A growing number of Sub-Saharan African countries are taking concrete measures to achieve legal gender equality, profoundly and positively impacting women’s empowerment and opening up new avenues for them to pursue their professional aspirations.
When women are empowered, societies as a whole benefit from their talents, skills, and perspectives. As the World Bank puts it, “By embracing gender equality, we unlock the full potential of half the population, leading to greater innovation, economic growth, and social progress,” adding, “By striving for legal, social, and economic gender equality, we not only uplift women but also foster inclusive societies that thrive on diversity and equal opportunity.”
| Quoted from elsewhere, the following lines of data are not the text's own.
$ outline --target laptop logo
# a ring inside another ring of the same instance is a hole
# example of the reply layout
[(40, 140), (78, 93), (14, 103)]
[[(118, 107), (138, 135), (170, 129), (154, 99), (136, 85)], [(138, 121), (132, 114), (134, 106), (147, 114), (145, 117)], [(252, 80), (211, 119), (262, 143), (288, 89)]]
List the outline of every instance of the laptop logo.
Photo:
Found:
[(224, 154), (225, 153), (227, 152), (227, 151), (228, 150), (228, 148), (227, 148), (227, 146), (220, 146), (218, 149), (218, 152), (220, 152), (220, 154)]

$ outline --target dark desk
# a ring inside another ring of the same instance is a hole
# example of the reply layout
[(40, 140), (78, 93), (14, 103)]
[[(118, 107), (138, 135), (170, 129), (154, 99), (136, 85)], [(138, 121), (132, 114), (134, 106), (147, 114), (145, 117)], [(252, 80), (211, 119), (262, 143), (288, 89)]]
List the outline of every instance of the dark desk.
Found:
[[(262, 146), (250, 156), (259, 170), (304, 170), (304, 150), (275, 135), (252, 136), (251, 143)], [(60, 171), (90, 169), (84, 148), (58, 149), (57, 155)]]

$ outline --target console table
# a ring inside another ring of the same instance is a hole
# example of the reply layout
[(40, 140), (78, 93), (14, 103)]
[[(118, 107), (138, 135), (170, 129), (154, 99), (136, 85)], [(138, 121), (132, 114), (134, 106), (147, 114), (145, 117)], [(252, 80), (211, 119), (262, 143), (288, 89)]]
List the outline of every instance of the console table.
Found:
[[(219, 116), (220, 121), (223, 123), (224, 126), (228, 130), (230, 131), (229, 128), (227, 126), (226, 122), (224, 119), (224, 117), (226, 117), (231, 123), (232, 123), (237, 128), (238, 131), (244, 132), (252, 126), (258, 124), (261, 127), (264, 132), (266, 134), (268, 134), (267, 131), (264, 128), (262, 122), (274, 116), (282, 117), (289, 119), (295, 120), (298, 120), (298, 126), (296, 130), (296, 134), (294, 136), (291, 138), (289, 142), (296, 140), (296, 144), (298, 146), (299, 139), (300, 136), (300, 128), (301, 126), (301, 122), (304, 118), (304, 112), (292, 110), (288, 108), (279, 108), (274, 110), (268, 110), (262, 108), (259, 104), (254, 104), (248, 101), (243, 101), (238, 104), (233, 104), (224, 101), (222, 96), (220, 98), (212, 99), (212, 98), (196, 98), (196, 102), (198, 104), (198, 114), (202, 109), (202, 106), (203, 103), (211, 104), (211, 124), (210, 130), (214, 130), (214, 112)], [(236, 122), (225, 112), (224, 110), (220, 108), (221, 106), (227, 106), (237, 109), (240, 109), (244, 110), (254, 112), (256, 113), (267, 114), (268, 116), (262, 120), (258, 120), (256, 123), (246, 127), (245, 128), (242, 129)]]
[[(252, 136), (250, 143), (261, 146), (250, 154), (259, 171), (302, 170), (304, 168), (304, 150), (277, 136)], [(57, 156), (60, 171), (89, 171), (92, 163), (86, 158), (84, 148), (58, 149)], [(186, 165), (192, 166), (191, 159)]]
Côte d’Ivoire and Gabon have set an example in Sub-Saharan Africa by implementing reforms benefitting women, including the elimination of all restrictions on women’s employment, the introduction of legislation protecting women from gender-based discrimination in financial services and domestic violence, and the mandate for equal remuneration for work of equal value. Through such reforms, new professional venues have opened up for women, ensuring their safety and well-being and promoting fairness and equity in the workplace. Both countries have a score above 90 on the World Bank’s Women, Business and the Law Index – a score of 100 indicates that women have equal rights as men – and above 90 scores are typically associated with more developed economies. Four crucial legal changes have been implemented in Togo: the prohibition of gender-based discrimination in access to credit, the enactment of legislation to address domestic violence, the protection of pregnant mothers from dismissal, and the equalization of rights related to marriage.